Numa incontida vontade de entender o que estava acontecendo procurei me aproximar da pessoa em questão:
— Olá amigo, você me desculpe à interrupção em seu momento contemplativo, mas será que eu poderia lhe oferecer alguma ajuda?
— Ajuda?
— Sim, por que eu estou vendo estas lágrimas em seu olhar e penso que a causa delas deve ser pelo seu desejo de entrar na casa, é isso?
— Não. Na verdade eu e mais milhares e milhares de amigos somos os zeladores desta residência à nossa frente.
— Zeladores?
— É. Nós procuramos dar manutenção a ela da maneira que nos for permitido.
— Os moradores da casa não permitem que você faça a manutenção da casa é isso?
— De forma alguma. Na realidade nós, os zeladores, somos sempre bem-vindos neste lar.
— Então você poderia me explicar por que esta residência se encontra sem acabamento e proteção externa como muros e portões?

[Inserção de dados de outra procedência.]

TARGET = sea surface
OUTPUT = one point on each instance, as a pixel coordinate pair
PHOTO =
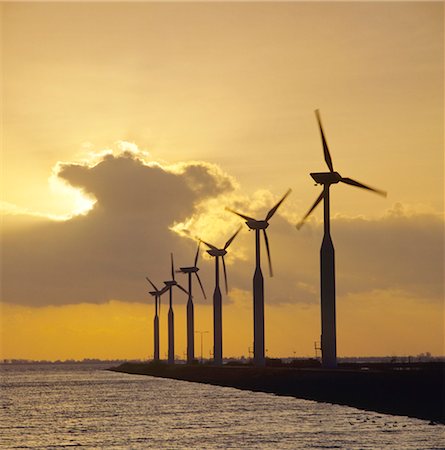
(79, 405)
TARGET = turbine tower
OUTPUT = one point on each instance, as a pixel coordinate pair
(327, 255)
(217, 299)
(169, 285)
(157, 295)
(258, 280)
(190, 309)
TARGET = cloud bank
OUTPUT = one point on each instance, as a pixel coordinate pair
(139, 216)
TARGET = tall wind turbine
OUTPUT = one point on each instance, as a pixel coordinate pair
(157, 295)
(170, 284)
(217, 299)
(258, 280)
(190, 315)
(327, 256)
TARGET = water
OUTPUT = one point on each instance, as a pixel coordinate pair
(58, 406)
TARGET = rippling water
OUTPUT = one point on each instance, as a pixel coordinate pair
(57, 406)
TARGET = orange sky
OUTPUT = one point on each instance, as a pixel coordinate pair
(205, 105)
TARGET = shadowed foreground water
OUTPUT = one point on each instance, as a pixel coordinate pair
(50, 406)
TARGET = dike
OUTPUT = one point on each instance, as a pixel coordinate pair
(415, 390)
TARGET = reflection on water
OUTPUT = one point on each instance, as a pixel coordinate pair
(49, 406)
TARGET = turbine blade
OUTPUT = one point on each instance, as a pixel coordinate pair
(266, 240)
(182, 289)
(173, 266)
(200, 283)
(155, 288)
(232, 238)
(363, 186)
(208, 245)
(225, 275)
(319, 199)
(243, 216)
(274, 209)
(197, 254)
(327, 155)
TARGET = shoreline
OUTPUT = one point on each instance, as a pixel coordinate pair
(417, 393)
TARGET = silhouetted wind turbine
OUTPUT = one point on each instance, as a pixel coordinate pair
(190, 316)
(217, 299)
(157, 295)
(171, 319)
(327, 256)
(258, 280)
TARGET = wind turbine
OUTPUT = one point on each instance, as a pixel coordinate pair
(169, 285)
(217, 299)
(190, 316)
(258, 280)
(157, 295)
(327, 255)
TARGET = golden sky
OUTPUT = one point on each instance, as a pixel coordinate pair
(163, 114)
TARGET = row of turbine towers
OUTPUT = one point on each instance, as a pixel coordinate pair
(327, 278)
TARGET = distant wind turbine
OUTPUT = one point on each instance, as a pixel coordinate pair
(258, 280)
(170, 284)
(217, 299)
(190, 309)
(157, 295)
(327, 254)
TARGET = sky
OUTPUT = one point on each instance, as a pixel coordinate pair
(127, 128)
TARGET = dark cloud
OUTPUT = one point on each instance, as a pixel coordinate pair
(107, 253)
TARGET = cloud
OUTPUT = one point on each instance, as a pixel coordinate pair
(106, 253)
(143, 210)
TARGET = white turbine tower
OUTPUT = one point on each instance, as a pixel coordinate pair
(258, 280)
(157, 295)
(170, 284)
(190, 308)
(217, 298)
(327, 254)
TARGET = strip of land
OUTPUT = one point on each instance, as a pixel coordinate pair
(412, 390)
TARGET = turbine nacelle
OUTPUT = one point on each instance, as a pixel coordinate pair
(257, 224)
(326, 177)
(188, 269)
(331, 177)
(217, 252)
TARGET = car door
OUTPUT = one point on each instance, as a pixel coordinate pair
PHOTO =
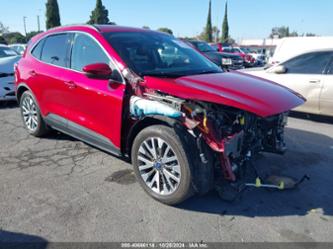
(305, 75)
(326, 95)
(49, 75)
(95, 104)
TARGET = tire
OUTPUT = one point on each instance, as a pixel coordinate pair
(158, 174)
(31, 116)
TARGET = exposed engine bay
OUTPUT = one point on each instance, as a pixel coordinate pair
(235, 136)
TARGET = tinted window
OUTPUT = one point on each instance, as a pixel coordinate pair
(7, 52)
(86, 51)
(55, 50)
(311, 63)
(149, 53)
(37, 51)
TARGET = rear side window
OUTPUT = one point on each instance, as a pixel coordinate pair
(55, 50)
(86, 51)
(37, 51)
(311, 63)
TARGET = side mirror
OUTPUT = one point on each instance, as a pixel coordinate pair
(98, 71)
(279, 69)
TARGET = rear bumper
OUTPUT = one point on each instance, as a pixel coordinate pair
(7, 90)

— Companheiro é como eu lhe disse antes, nós zeladores procuramos realizar uma manutenção nesta casa da forma que nos for permitido. Entenda que a função nossa não é construir, mas sim cuidar e zelar por tudo que foi ou venha a ser construído.
— Entendo.
— Penso que você não deveria se espantar com o fato de eu estar contemplando esta casa de maneira tão embevecida.
— Não? Acontece que eu esperei cerca de uma hora antes de vir aqui conversar contigo e, durante todo este tempo, você não desviou o olhar desta residência uma vez sequer.
— Uma hora?
— Exatamente.
— Penso que você não deveria se espantar com este fato.
— Mas, por quê?
— Por que estou há muito tempo fazendo isto.
— Observando esta casa?
— Exatamente.
— E há quanto tempo você está a observar esta casa?
— Há quase um século.
— Olha amigo você me desculpe pela intromissão, por favor, volte a fazer o que você estava fazendo por que eu vou continuar a minha caminhada, tudo bem?

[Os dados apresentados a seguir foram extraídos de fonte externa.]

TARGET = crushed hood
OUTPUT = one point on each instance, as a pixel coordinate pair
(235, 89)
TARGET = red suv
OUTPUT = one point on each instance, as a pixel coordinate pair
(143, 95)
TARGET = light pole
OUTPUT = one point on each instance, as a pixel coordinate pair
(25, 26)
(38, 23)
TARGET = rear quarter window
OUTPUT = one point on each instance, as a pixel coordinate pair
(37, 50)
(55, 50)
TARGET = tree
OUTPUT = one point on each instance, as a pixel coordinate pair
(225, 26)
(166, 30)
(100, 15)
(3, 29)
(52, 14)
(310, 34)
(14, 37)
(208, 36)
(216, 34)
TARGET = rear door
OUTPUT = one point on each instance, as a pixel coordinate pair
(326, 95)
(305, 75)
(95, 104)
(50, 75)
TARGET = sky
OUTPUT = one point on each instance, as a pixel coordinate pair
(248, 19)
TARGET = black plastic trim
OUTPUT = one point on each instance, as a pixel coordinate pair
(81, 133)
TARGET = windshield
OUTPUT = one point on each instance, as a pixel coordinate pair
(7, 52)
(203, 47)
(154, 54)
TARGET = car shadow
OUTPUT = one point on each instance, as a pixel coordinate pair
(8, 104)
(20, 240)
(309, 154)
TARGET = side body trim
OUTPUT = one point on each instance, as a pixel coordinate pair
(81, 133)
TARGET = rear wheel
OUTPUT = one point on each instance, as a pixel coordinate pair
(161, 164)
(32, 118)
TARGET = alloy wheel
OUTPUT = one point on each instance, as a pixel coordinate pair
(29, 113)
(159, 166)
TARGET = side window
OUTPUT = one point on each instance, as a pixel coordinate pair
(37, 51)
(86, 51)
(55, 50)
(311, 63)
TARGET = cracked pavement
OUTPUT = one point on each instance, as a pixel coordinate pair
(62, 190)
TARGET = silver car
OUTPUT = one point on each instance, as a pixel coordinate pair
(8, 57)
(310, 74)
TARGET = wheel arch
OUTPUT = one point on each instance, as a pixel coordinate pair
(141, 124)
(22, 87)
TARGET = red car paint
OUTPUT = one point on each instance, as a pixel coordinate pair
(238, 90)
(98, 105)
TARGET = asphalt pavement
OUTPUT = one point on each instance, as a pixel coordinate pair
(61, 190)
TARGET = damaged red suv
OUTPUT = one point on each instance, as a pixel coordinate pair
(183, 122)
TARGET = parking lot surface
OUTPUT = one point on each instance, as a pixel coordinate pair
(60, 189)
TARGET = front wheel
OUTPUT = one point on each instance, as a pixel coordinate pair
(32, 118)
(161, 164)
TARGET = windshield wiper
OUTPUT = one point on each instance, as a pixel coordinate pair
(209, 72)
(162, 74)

— Você não acredita não é companheiro?
— Em que? No fato de que você está a quase um século observando este lar? Você me desculpe, mas eu tenho de ser sincero e lhe falar que não.

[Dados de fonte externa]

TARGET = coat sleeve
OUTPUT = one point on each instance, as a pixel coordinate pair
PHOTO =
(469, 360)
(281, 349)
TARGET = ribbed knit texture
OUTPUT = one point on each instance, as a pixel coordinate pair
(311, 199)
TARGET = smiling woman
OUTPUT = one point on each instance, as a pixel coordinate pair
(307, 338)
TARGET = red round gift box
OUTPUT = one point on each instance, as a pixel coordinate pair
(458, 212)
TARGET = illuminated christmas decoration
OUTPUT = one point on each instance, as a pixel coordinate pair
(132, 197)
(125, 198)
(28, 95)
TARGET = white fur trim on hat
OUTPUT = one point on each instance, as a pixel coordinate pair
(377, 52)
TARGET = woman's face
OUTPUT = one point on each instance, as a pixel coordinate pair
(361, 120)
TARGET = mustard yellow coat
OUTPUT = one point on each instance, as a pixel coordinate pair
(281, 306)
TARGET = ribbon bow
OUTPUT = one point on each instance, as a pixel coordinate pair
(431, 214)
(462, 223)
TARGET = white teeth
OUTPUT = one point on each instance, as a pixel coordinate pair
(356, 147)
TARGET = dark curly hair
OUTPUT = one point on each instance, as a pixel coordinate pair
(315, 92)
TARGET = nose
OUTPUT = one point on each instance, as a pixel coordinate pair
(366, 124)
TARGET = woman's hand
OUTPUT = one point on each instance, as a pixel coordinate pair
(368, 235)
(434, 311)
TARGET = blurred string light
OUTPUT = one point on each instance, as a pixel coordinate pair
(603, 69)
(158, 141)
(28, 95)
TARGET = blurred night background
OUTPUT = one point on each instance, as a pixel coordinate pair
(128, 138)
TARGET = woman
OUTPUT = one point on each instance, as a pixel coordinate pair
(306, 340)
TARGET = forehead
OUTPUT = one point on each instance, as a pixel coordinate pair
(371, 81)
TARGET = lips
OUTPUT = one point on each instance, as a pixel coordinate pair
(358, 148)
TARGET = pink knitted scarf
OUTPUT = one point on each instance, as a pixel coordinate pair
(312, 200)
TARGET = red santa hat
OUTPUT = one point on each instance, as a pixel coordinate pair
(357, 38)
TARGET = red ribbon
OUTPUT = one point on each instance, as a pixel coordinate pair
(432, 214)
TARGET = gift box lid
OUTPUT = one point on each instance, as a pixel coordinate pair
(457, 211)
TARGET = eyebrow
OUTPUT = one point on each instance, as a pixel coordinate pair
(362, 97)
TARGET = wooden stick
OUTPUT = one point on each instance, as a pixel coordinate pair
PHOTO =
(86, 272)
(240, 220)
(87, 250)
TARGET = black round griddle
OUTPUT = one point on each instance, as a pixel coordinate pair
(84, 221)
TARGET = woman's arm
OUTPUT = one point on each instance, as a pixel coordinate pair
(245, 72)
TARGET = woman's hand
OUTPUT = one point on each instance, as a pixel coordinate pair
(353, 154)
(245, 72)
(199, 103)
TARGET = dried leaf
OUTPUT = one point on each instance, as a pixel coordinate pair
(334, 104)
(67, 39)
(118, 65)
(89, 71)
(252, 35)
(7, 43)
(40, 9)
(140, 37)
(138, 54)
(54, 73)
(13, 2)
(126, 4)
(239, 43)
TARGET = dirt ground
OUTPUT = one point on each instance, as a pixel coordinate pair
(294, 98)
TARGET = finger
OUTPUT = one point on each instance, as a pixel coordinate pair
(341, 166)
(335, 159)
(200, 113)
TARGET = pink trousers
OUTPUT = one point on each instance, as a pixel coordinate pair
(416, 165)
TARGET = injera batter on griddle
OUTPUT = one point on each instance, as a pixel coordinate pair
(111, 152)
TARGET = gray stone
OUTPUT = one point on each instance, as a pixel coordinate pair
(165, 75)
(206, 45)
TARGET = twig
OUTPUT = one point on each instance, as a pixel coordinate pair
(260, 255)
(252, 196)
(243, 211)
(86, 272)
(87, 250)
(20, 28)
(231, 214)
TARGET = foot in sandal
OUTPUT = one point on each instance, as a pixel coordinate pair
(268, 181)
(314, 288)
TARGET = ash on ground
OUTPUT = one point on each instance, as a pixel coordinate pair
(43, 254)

— Tudo bem você não é o primeiro a duvidar deste fato.
— Sério?
— Certamente, mas se você quiser uma prova do que lhe digo, eu teria imensa satisfação em oferecê-la.
— Eu aceito tua proposta.
— Tudo bem, mas antes permita que eu me apresente: meu nome é Horácio!
— Muito prazer e o meu nome é.....
— Desculpe-me interrompe-lo, mas acredite-me quando digo que lhe conheço muito bem.
Quando Horácio proferiu estas últimas palavras eu tive a nítida sensação de que ele era algum tipo de Ser espiritual evoluído, mas não me fiz de rogado e procurei escutar um pouco mais de sua conversa antes de chegar a alguma opinião conclusiva, lhe respondendo:
— Tudo bem Horácio, você não precisa se desculpar.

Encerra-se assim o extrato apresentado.